Click the play button below to listen to Angela Voras-Hills read
“My Father Not the Sky.”

Download audio.

		My dad used to wake us up at 5 AM on Sundays
		with the vacuum cleaner, saying, Get out of bed,
		the day is wasting, and then he’d be asleep on the couch

		by nine, just as the sun began to lift its head
		over the houses. I have since seen the sky
		from so many places, and it never looks

		like the one I watched for tornadoes
		when the sirens rang. Near the ocean, clouds
		expand as they move, choking the blue

		with their bounding, but over the shorn
		field of corn—nearby marsh, chorus of red-
		winged blackbirds—clouds stretch, linger, roll.

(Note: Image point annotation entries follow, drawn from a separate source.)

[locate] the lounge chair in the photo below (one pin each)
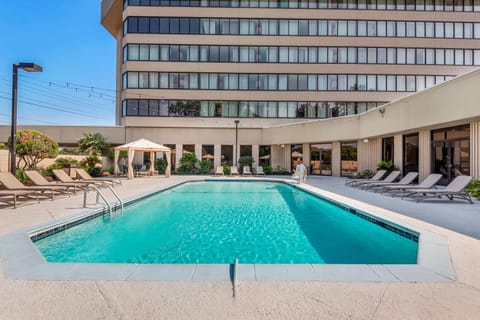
(260, 171)
(219, 171)
(40, 181)
(246, 171)
(143, 171)
(455, 189)
(84, 176)
(234, 171)
(427, 183)
(12, 197)
(376, 177)
(392, 176)
(11, 183)
(405, 181)
(64, 178)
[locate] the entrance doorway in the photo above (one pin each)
(451, 152)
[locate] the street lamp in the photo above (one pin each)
(29, 67)
(236, 141)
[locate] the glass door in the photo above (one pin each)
(451, 158)
(451, 152)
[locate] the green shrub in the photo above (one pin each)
(161, 165)
(205, 166)
(267, 169)
(69, 151)
(90, 162)
(226, 168)
(65, 163)
(365, 174)
(474, 188)
(21, 176)
(94, 171)
(245, 161)
(386, 165)
(188, 164)
(34, 146)
(281, 171)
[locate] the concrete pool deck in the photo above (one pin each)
(21, 299)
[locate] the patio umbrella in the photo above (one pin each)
(207, 156)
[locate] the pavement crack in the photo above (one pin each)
(380, 302)
(107, 302)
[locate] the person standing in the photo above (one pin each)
(301, 171)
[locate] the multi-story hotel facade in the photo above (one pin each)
(299, 76)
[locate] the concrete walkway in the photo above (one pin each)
(458, 215)
(460, 299)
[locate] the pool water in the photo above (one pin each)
(217, 221)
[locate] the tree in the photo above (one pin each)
(188, 163)
(33, 146)
(93, 143)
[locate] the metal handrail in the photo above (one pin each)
(101, 195)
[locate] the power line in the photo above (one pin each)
(25, 118)
(57, 94)
(54, 108)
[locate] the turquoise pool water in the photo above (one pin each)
(217, 221)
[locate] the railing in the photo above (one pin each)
(96, 187)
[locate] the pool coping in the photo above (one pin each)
(20, 258)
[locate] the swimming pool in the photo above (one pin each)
(217, 221)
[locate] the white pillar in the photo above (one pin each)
(217, 155)
(424, 154)
(178, 154)
(198, 151)
(398, 151)
(336, 159)
(369, 154)
(255, 155)
(306, 156)
(475, 149)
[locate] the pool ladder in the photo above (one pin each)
(96, 188)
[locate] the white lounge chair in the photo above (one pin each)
(427, 183)
(455, 189)
(405, 181)
(234, 171)
(84, 176)
(246, 171)
(65, 178)
(376, 177)
(392, 176)
(219, 171)
(260, 171)
(11, 183)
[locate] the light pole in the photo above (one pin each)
(236, 142)
(29, 67)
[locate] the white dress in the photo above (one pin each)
(300, 173)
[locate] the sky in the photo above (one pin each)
(77, 85)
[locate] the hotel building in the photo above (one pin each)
(305, 79)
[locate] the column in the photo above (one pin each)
(369, 154)
(255, 155)
(398, 151)
(217, 155)
(424, 154)
(198, 151)
(235, 156)
(178, 154)
(475, 149)
(279, 157)
(336, 159)
(306, 156)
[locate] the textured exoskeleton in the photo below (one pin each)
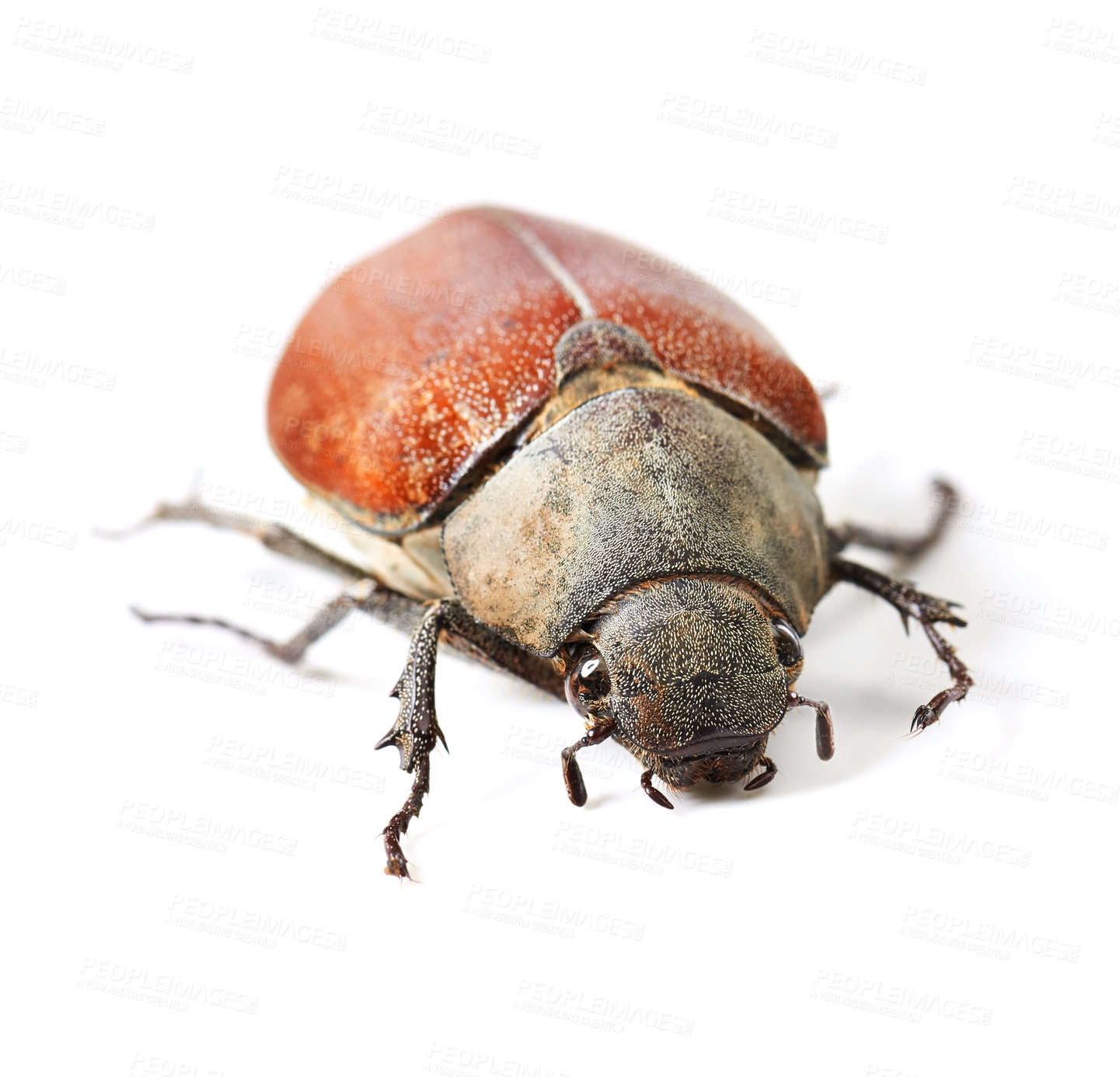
(595, 475)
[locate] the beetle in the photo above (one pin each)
(598, 479)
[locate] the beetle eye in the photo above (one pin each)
(785, 640)
(587, 681)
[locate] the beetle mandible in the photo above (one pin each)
(599, 480)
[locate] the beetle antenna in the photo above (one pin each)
(825, 737)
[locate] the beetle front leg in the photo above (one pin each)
(927, 612)
(416, 730)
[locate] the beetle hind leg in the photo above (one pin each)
(927, 612)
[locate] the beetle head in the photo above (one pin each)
(693, 673)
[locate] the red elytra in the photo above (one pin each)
(416, 364)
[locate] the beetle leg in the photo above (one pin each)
(416, 730)
(653, 794)
(573, 779)
(825, 737)
(766, 777)
(355, 597)
(927, 612)
(909, 548)
(274, 536)
(382, 602)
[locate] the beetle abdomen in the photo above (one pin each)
(418, 364)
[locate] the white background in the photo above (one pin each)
(940, 904)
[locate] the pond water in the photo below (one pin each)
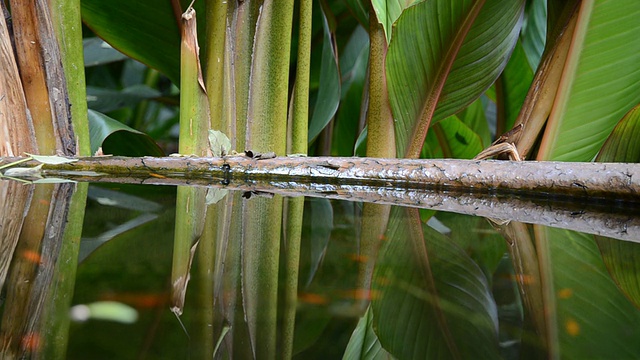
(159, 272)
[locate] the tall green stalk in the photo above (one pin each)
(294, 207)
(380, 143)
(194, 126)
(269, 88)
(266, 131)
(68, 24)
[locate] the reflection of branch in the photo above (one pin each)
(472, 187)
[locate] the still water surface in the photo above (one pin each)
(362, 281)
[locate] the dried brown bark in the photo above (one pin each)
(597, 198)
(16, 130)
(43, 81)
(605, 181)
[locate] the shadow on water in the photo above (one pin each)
(258, 271)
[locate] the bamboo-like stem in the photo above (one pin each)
(216, 13)
(242, 44)
(294, 207)
(17, 135)
(300, 108)
(380, 143)
(269, 88)
(381, 139)
(194, 126)
(67, 20)
(194, 106)
(266, 131)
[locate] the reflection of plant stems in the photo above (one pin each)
(63, 282)
(548, 291)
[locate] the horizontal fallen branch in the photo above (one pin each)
(580, 214)
(605, 181)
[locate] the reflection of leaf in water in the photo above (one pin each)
(107, 197)
(622, 259)
(594, 319)
(432, 291)
(364, 343)
(214, 195)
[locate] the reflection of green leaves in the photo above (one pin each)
(443, 56)
(623, 258)
(429, 289)
(364, 343)
(321, 212)
(594, 319)
(119, 139)
(106, 100)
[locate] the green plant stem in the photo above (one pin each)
(269, 89)
(244, 32)
(216, 13)
(300, 109)
(68, 23)
(381, 140)
(194, 106)
(63, 283)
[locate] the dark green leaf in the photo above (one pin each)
(514, 84)
(118, 139)
(600, 83)
(442, 57)
(534, 32)
(623, 145)
(144, 30)
(329, 89)
(428, 289)
(98, 52)
(107, 100)
(353, 66)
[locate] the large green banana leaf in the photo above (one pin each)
(388, 11)
(442, 56)
(623, 257)
(600, 83)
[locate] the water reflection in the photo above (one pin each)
(372, 280)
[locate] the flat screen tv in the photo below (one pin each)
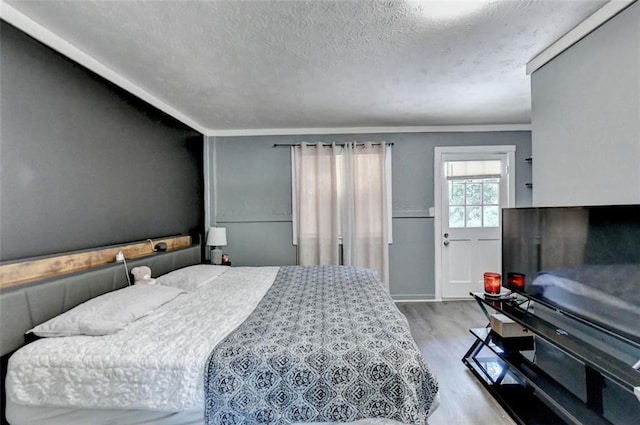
(583, 261)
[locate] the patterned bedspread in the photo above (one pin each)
(326, 344)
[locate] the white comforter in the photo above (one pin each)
(156, 363)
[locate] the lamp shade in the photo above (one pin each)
(217, 236)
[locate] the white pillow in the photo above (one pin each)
(191, 277)
(108, 313)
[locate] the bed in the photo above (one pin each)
(289, 344)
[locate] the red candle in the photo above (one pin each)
(515, 280)
(492, 283)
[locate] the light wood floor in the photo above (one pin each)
(441, 330)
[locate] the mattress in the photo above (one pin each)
(151, 372)
(155, 364)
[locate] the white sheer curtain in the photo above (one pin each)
(366, 224)
(343, 194)
(317, 210)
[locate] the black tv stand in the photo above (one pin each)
(526, 391)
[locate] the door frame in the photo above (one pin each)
(438, 177)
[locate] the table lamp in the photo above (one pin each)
(217, 237)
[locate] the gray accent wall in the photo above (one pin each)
(251, 196)
(84, 164)
(586, 119)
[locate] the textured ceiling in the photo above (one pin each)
(232, 65)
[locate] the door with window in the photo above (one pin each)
(474, 185)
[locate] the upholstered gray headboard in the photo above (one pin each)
(23, 307)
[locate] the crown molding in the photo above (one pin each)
(580, 31)
(369, 130)
(57, 43)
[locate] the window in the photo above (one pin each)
(342, 204)
(474, 193)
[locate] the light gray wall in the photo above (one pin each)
(586, 119)
(251, 197)
(84, 164)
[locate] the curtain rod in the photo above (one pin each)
(288, 145)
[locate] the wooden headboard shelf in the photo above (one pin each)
(22, 272)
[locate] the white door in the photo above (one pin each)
(475, 183)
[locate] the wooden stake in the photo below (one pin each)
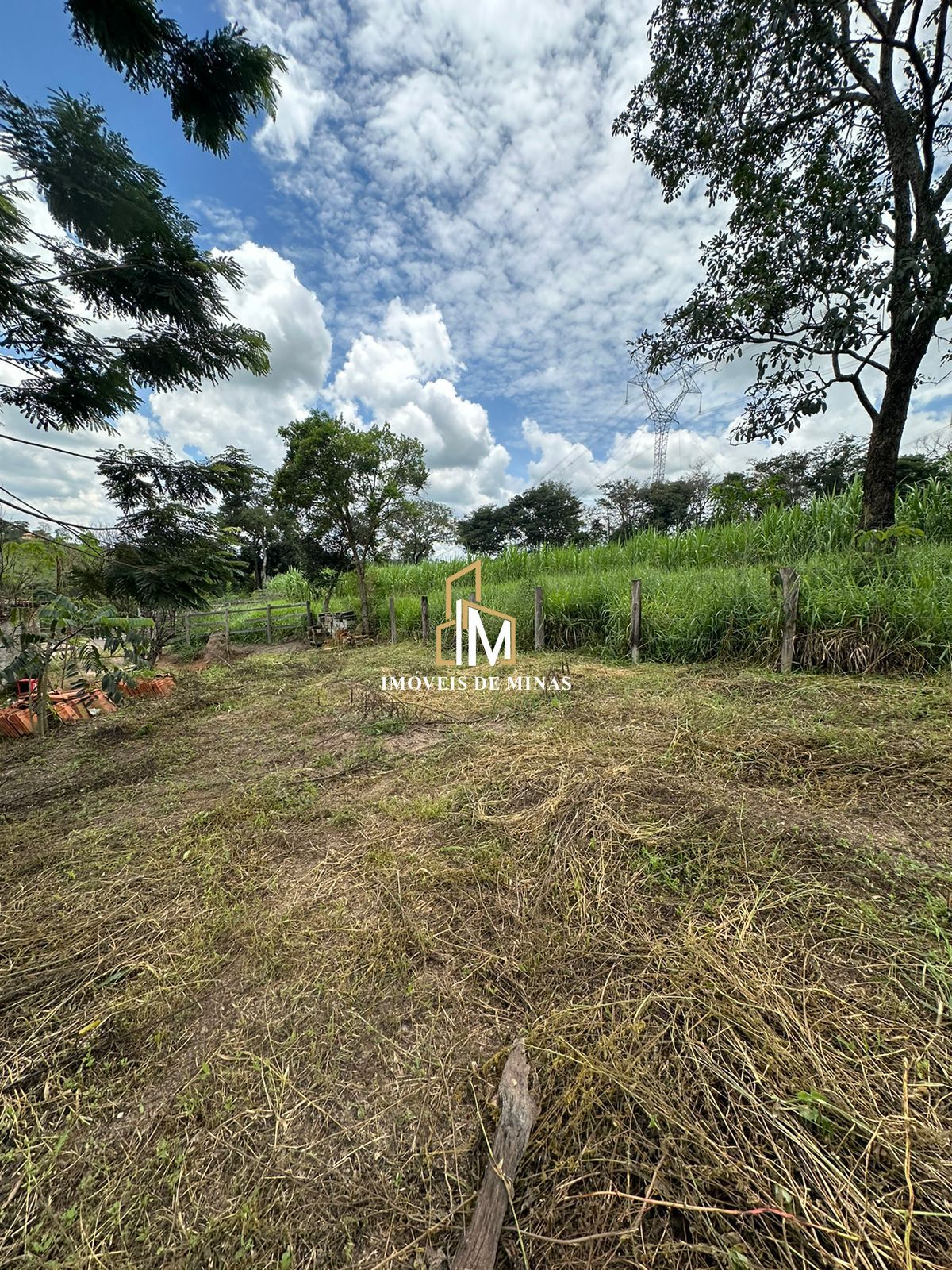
(517, 1115)
(636, 620)
(790, 583)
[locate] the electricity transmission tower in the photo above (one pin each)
(659, 414)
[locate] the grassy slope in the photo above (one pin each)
(708, 592)
(267, 946)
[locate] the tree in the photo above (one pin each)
(416, 526)
(169, 550)
(546, 514)
(825, 130)
(621, 502)
(348, 480)
(835, 465)
(127, 254)
(486, 531)
(735, 497)
(268, 537)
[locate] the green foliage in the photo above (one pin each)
(823, 130)
(545, 514)
(213, 83)
(291, 586)
(416, 526)
(127, 253)
(169, 552)
(79, 639)
(348, 483)
(708, 592)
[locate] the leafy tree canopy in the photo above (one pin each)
(347, 483)
(169, 550)
(124, 298)
(416, 527)
(825, 130)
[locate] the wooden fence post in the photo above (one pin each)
(636, 620)
(790, 584)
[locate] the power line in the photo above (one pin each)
(59, 450)
(29, 510)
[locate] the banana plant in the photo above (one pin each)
(80, 639)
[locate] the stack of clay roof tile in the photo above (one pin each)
(71, 705)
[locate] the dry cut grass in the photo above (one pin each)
(266, 946)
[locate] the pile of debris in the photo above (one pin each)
(338, 629)
(70, 705)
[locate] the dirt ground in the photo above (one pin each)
(264, 946)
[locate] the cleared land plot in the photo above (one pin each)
(266, 946)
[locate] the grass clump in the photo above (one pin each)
(264, 964)
(708, 592)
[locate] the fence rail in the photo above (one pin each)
(260, 618)
(274, 618)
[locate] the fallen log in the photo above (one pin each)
(517, 1114)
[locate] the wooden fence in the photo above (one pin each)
(790, 600)
(196, 622)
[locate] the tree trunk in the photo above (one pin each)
(365, 607)
(882, 456)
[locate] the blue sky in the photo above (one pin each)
(438, 229)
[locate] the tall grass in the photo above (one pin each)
(708, 592)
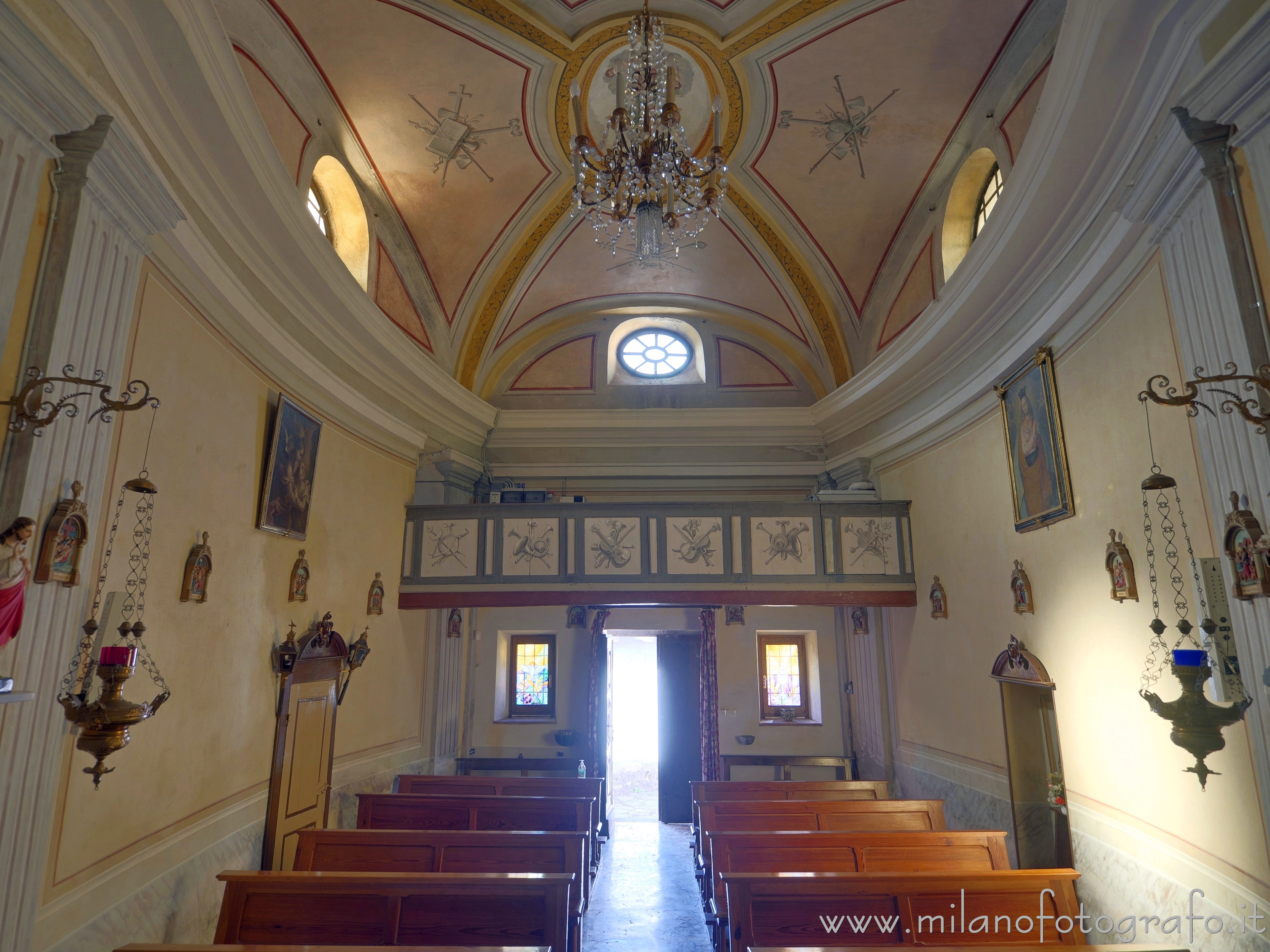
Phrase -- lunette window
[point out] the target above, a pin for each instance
(531, 676)
(319, 211)
(655, 353)
(987, 200)
(783, 682)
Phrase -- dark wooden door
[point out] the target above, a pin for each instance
(679, 724)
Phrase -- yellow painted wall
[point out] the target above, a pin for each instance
(737, 668)
(1119, 761)
(212, 743)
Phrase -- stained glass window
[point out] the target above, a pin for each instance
(784, 676)
(533, 675)
(783, 686)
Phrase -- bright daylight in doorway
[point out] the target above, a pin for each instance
(634, 725)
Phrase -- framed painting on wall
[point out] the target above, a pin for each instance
(289, 473)
(1041, 484)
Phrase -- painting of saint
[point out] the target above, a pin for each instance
(1034, 443)
(939, 600)
(1119, 579)
(14, 570)
(289, 478)
(64, 549)
(1245, 560)
(859, 621)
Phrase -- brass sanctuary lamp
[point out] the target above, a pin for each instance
(103, 723)
(1197, 721)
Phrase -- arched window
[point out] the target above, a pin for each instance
(989, 196)
(655, 353)
(336, 206)
(319, 211)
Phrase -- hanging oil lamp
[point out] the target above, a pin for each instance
(1197, 721)
(103, 723)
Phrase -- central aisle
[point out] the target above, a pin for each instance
(646, 897)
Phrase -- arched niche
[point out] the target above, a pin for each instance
(959, 212)
(350, 233)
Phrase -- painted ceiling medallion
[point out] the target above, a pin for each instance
(454, 137)
(642, 180)
(845, 131)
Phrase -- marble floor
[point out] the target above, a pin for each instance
(646, 898)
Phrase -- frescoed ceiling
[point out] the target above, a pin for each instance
(843, 122)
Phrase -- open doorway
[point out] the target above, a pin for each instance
(633, 766)
(655, 724)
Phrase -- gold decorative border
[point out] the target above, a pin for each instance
(828, 328)
(573, 59)
(483, 324)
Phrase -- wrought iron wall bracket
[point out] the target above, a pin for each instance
(31, 409)
(1249, 408)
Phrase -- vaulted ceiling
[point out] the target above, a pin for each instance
(454, 120)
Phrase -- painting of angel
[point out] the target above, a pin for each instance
(289, 477)
(1034, 445)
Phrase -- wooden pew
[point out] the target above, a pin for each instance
(430, 785)
(394, 909)
(714, 791)
(450, 851)
(1022, 947)
(825, 815)
(915, 908)
(411, 812)
(909, 851)
(178, 947)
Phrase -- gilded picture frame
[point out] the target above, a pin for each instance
(1119, 565)
(64, 541)
(286, 498)
(1041, 483)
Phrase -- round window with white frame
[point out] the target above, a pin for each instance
(655, 353)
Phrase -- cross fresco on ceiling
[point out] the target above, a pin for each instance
(455, 137)
(846, 131)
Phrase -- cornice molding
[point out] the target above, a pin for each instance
(1058, 235)
(1235, 87)
(750, 427)
(249, 242)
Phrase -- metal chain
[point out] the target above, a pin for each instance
(1152, 668)
(84, 650)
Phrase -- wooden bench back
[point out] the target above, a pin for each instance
(408, 812)
(432, 786)
(394, 909)
(182, 947)
(917, 908)
(909, 851)
(825, 815)
(446, 851)
(502, 786)
(789, 790)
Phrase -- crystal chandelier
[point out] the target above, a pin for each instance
(643, 180)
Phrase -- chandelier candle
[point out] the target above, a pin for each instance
(642, 180)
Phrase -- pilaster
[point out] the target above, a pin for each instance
(88, 325)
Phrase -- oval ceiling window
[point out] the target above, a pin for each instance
(655, 353)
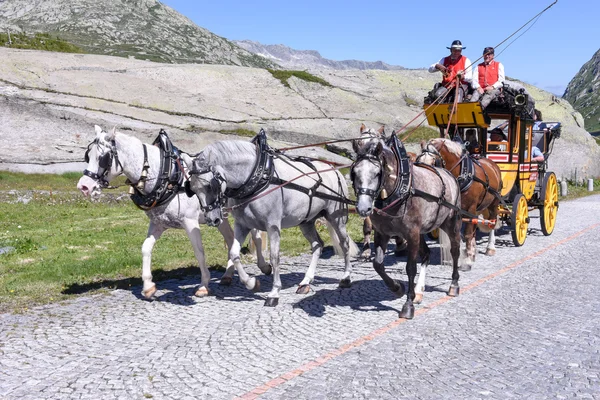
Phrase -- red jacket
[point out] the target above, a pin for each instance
(488, 74)
(454, 67)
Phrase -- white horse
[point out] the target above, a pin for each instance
(112, 154)
(294, 194)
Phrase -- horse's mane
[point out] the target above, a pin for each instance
(222, 152)
(453, 147)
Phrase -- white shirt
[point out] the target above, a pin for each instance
(468, 70)
(496, 85)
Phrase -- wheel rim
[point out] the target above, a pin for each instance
(521, 220)
(550, 203)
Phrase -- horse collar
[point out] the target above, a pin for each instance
(262, 173)
(402, 187)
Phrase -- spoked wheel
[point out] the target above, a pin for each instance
(519, 220)
(549, 197)
(434, 234)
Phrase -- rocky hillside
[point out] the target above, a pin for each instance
(583, 92)
(49, 103)
(307, 59)
(142, 29)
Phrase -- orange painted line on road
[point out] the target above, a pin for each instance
(309, 366)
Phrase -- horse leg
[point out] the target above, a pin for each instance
(240, 233)
(342, 240)
(193, 231)
(154, 233)
(412, 239)
(367, 230)
(257, 239)
(453, 231)
(227, 233)
(424, 254)
(274, 240)
(471, 247)
(316, 243)
(491, 247)
(380, 244)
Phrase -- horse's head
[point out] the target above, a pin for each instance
(208, 183)
(103, 164)
(367, 173)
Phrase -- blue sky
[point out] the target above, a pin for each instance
(415, 34)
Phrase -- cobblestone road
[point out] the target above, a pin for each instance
(526, 325)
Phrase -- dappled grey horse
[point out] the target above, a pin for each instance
(112, 154)
(271, 192)
(405, 200)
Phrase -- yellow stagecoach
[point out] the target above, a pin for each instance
(505, 133)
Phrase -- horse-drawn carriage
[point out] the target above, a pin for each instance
(526, 184)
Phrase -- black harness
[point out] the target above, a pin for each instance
(170, 181)
(263, 175)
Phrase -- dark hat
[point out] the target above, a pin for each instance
(456, 45)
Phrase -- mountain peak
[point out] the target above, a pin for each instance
(307, 59)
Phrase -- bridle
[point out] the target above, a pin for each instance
(372, 158)
(431, 151)
(216, 185)
(105, 162)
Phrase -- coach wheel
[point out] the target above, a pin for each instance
(519, 220)
(434, 234)
(549, 198)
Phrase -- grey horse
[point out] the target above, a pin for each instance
(302, 194)
(112, 154)
(411, 199)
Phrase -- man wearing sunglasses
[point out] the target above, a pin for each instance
(453, 66)
(488, 78)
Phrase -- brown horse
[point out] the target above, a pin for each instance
(480, 182)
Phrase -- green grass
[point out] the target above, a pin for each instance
(39, 41)
(65, 245)
(418, 134)
(576, 190)
(284, 75)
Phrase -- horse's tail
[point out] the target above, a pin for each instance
(352, 249)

		This summer my dad will ride to Sturgis,
		the sky out West broader than most. Each
		year he waits until my birthday to pull

		his Harley from storage, when the threat
		of snow has passed and rain has finally washed
		the salt from the roads, but in recent years it has snowed

		well past my birthday, flakes blundering in,
		white creeping into May, covering the face
		of every living thing trying to emerge

		from the earth. My dad was never as big
		as the sky to me, and I wonder if I ever
		wanted to marry him, the way my daughter

		tells my husband they will marry. When I was
		five, I looked off the balcony of my aunt’s house,
		and he was below in the Bonneville’s driver’s seat

		lifting a springer-spaniel puppy, raising
		its little paw in a wave to me. Maybe then?
		Sure, he was a presence, a mood shifting

		above us, but he was mostly elemental:
		a gravel path, a worn road, something stable
		burning the soles of my feet.

 

The Wisdom Package
By Hayden Saunier
► Play audio

Click the play button below to listen to Hayden Saunier read
“The Wisdom Package.”

Download audio.

I ask the youngish eye doctor why my eyes itch
and burn and why new floaty bits
of paramecium-shaped debris swim

through my view each day, and he tells me
enthusiastically that this comes absolutely free
with the wisdom package—an honor

I have been awarded. I blink. And, he adds,
the wisdom package comes with lots of other
free stuff too, but just like life, some people

will get more than others. I guess he’s in his thirties,
forties tops, and I am falling in love with him
for his gentle way of reminding me I’m getting old

and that it’s a privilege. I’ve passed
the air-puff test, seen my retinal scans, which look
like the red-orange surface of the sun, each

with its pinprick dot of optic nerve—thin thread
connecting the eye to the dark, ornate theater
of the brain, where the picture shows of our lives play.

I laugh and ask him about knees and knuckles,
liver spots and forgetfulness, and to each complaint
he answers: Wisdom! Wisdom! Wisdom!

We do not know one another’s stories, how many
each of us has lost, the who or how of it,
from war, disease, or fate’s unfairness doling out

more death to some than others. He and I give
each other’s hand a quick squeeze, let go,
and get back to the business of my sight.

He swings a heavy black heart suspended
from a giant arm in front of me,
clicks through pairs of lenses

with the careful ticks of a slowing clock.
I blink and answer him each time: clearer,
better, thank you, yes, much clearer now.